August 2004

Talk to the Hand

By Michael J. Katin, MD

A long time ago, in a galaxy far, far, away, the primary concern of a physician was the care of the patient, both by addressing immediate problems and trying to contribute to the body of knowledge that would allow improved treatment in the future. In that era there was often not very much that could, in fact, be done for the patient except to express concern and occasionally to apply leeches.

Times have changed, although the leeches are still with us. I think we would all agree that the practice of medicine has become highly technical, with the physician sometimes seeming to serve as nothing more than a conduit for entering the patient into the appropriate diagnostic procedures and treatment. It then becomes necessary to function as a very effective conduit since there are a hostof interested parties watching for leaks. We are at the mercy of regulatory agencies monitoring every aspect of our practice from radioactive material handling to privacy. David Farber would conclude that we've wound up on the back of the pecking order and in danger of finding ourselves up the creek with our paddles leaking.

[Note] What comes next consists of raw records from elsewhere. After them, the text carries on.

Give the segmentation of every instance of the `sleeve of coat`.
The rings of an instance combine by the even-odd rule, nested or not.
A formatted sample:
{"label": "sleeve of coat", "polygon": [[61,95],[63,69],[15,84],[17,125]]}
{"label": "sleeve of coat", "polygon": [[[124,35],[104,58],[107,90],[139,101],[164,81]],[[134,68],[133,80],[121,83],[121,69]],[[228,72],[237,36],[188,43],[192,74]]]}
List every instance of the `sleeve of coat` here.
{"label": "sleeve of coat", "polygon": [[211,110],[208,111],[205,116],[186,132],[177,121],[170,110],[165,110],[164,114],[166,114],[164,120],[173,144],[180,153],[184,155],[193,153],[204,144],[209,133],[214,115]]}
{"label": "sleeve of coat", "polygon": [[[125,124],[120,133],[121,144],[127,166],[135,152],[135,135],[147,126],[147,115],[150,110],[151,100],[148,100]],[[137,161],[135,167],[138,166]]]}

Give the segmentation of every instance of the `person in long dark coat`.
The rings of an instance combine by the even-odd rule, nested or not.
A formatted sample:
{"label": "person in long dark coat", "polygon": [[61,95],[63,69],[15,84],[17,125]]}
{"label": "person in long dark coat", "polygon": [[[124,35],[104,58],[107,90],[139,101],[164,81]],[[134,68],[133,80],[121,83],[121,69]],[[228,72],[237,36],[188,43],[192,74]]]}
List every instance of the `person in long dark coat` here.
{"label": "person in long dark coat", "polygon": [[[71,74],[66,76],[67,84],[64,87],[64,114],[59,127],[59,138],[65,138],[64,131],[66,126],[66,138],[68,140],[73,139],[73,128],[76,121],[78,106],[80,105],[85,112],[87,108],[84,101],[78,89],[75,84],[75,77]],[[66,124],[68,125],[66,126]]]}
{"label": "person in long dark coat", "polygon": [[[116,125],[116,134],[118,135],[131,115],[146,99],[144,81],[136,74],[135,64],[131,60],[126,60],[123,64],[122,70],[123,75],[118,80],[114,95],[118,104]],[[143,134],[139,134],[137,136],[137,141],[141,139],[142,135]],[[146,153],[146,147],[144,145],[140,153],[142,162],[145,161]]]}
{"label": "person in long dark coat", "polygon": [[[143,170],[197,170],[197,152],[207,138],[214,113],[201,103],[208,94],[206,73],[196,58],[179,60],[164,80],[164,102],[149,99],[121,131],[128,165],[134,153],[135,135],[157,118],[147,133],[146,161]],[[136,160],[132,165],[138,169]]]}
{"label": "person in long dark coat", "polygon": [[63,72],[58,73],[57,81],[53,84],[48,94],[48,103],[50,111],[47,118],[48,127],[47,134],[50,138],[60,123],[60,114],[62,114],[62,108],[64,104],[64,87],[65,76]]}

We all endorse doing as good a job as possible but the pressure will probably only increase. In July the Democratic Party nominated for Vice-President one of the most successful medical malpractice attorneys the world has ever known. It has been said that only Nixon could go to China or, for the IT and engineering staff, only Kirk could negotiate with the Klingons. Previous efforts at reforming liability laws have not been productive. Is it possible that Vice-President Edwards could overcome the obstacles to tort reform? How could one think otherwise?

In the unlikely event that Vice-President Edwards doesn't come through, however, the medical professional will need to continue to use extreme caution in avoiding errors or even the appearance of errors.  Fortunately, there has now been established a precedent for standard of practice that may relieve some of this intensity.

The principle is that, like the unobserved tree of academic legend falling in a forest and not making a sound,  errors cannot occur unless there is an audience.

Last month an article in the Annals of Internal Medicine (Pittet et al., 141:1-8, 2004) described that in Geneva, Switzerland, possibly the world's ultimate destination for cleanliness, that review of 163 physicians at the University of Geneva Hospital documented that adherence to hand-washing guidelines was higher (61% vs. 44%) when they knew they were being observed. This difference in compliance has therefore occurred 150 years after the germ theory had allegedly supplanted the miasma theory and blood generation theory of disease.  This also generated an editorial by Robert Weinstein reviewing the need to address this problem, distinguished by his allusion to, or possibly even invention of, the charming concept of the "fecal patina"

This article raises two other interesting questions.  First, why is it that in Switzerland, far more civilized than we are and ranked in the best 5% of all countries for life expectancy and low child mortality, that even with observation only 61% of the physicians followed standard handwashing protocol?  The second question is, with legions of epidemiologists available, wouldn't infection patterns be scrupulously tracked down and traced to these noncompliant physicians?  Maybe Switzerland's neutrality extends to an understanding with the bacterial world as well.  

This, of course, is not to endorse that we can excuse any errors we make only if nobody finds out about them.  It's a moot point anyway, since we have record and verify systems that probably should be marketed to handwashing stations in Switzerland and exceed the standards for nearly any monitoring authority on earth except for the Guinness Book of World Records.   We can try to do things right even if we don't know that anybody's washing, er, watching us.  We want to do everything we can to help our patients, but even if we're going to be viewed as conduits, we can be very good conduits.  Let's hand it to our specialty:  I know we con duit.